Sebaliknya, eksperimen sosial yang dijalankan Huda mengadopsi nilai-nilai keragaman dalam praktik sehari-hari, dengan tetap menganggap mereka sebagai manusia normal, yang sekadar berbeda pandangan. Tak perlu upaya untuk memengaruhi pandangan mereka secara eksplisit dan frontal.

Lembaga penelitian nonprofit asal Amerika Serikat, RAND Corporation, dalam salah satu laporannya pernah menilai program deradikalisasi di Indonesia cenderung transaksional. Program itu cenderung dimanfaatkan para napi terorisme untuk sekadar mendapat remisi.

Indikasi itu terlihat dari laporan penelitian lainnya, yakni Institute for Policy Analysis of Conflict, Januari 2015. Pada Juni 2013, pemerintah memberlakukan Peraturan Pemerintah Nomor 99 Tahun 2012. Pasal 34A PP itu menyebut remisi diberikan kepada napi terorisme jika bersedia bekerja sama membongkar tindak pidana yang dilakukannya, mengikuti program deradikalisasi, dan bersedia berikrar setia kepada Negara Kesatuan Republik Indonesia secara tertulis.

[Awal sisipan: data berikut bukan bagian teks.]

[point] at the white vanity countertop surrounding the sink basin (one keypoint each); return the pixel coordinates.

PP ini memancing kemarahan para napi terorisme. Abu Bakar Ba'asyir dan Aman Abdurrahman disebutkan dalam laporan mengeluarkan pernyataan, siapa pun yang mengikuti aturan itu, yakni dengan berikrar, telah murtad.

Cara pemaksaan ala Orde Baru demikian barangkali perlu ditinjau kembali. Bukan karena kemarahan para napi terorisme, melainkan pada dasarnya program berlabel "deradikalisasi" juga rawan dimanipulasi pesertanya sendiri. Belum lagi soal pertanggungjawaban program yang bisa menjadi sekadar proyek belaka ketika hasil evaluasinya dipertanyakan.